Peurs
La solitude était désormais mon unique compagnon.
La vie m'entraînait dans ses entrailles, sombres et terrifiantes. Mes poumons se vidaient, brûlaient ma cage thoracique, tandis que mes cris plaintifs se réduisaient à de vulgaires miaulements.
Enfant, je dormais avec une veilleuse. Elle représentait un poisson souriant, aux écailles vertes. Malgré son faible éclairage, elle m'apaisait.
La veilleuse est dans le grenier maintenant, entassée entre de vieux jouets cassés.
Ces dernières nuits, j'espérais l'installer à mon chevet, effrayant ainsi mes propres cauchemars. Alors que cette idée enfantine m'avait traversé l'esprit une multitude de fois, je ne l'avais jamais exprimé à haute voix.
Une façon de me séparer de mes maux. Une façon de distancer l'inévitable.
Une façon de renoncer au combat.
J'étais aveugle.
Mes nuits étaient courtes.

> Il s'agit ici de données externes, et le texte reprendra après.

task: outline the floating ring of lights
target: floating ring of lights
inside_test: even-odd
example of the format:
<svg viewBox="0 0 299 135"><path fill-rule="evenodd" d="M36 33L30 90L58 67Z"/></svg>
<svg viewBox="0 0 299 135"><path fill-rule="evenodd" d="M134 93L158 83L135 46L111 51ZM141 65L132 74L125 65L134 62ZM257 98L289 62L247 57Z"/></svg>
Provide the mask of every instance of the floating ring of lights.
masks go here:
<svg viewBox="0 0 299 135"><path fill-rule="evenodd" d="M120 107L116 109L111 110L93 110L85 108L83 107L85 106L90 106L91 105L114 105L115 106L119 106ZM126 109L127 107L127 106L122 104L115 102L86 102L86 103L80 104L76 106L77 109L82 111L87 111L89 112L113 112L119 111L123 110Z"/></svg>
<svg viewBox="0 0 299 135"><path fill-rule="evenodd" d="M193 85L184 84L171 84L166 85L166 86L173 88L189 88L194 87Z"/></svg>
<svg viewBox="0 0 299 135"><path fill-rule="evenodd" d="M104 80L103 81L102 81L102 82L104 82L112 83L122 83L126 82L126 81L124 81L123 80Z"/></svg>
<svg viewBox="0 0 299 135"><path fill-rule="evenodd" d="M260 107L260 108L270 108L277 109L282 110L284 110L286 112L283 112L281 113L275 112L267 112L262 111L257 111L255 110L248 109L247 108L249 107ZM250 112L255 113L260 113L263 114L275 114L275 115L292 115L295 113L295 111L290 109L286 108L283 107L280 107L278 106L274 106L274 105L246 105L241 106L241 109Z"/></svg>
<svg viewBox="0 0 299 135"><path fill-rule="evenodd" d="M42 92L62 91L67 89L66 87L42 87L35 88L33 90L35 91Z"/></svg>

Suffoquant, transpirant, je me débattais, apeuré. L'obscurité m'angoissait, laissant mon esprit fugace imaginer de cruels scénarios où monstres regorgeaient.
Les traits d'une vieille dame possédée, un vulgaire clown aux dents acérées, le regard blanchâtre d'un enfant monstrueusement défiguré.
Le moindre bruit m'effrayait.
Le souffle court, je formais une barrière de couvertures. Maigre protection incapable de calmer les palpitations de mon cœur.
Les crises de larmes redoublèrent, violentes. Dans l'incapacité de me calmer, une idée stupide m'était venue.
Concentré à glisser la fine lame sur mon avant-bras délicat, mes larmes cessèrent, accompagnée d'une respiration régulière.
J'étais apaisé.
Les picotements devinrent insistants et, me saisissant de compresses, je nettoyais minutieusement mes plaies. J'étais vidé, l'esprit embrumé. Mes mouvements étaient automatiques, robotiques. J'ai glissé sous les couvertures, les paupières closes.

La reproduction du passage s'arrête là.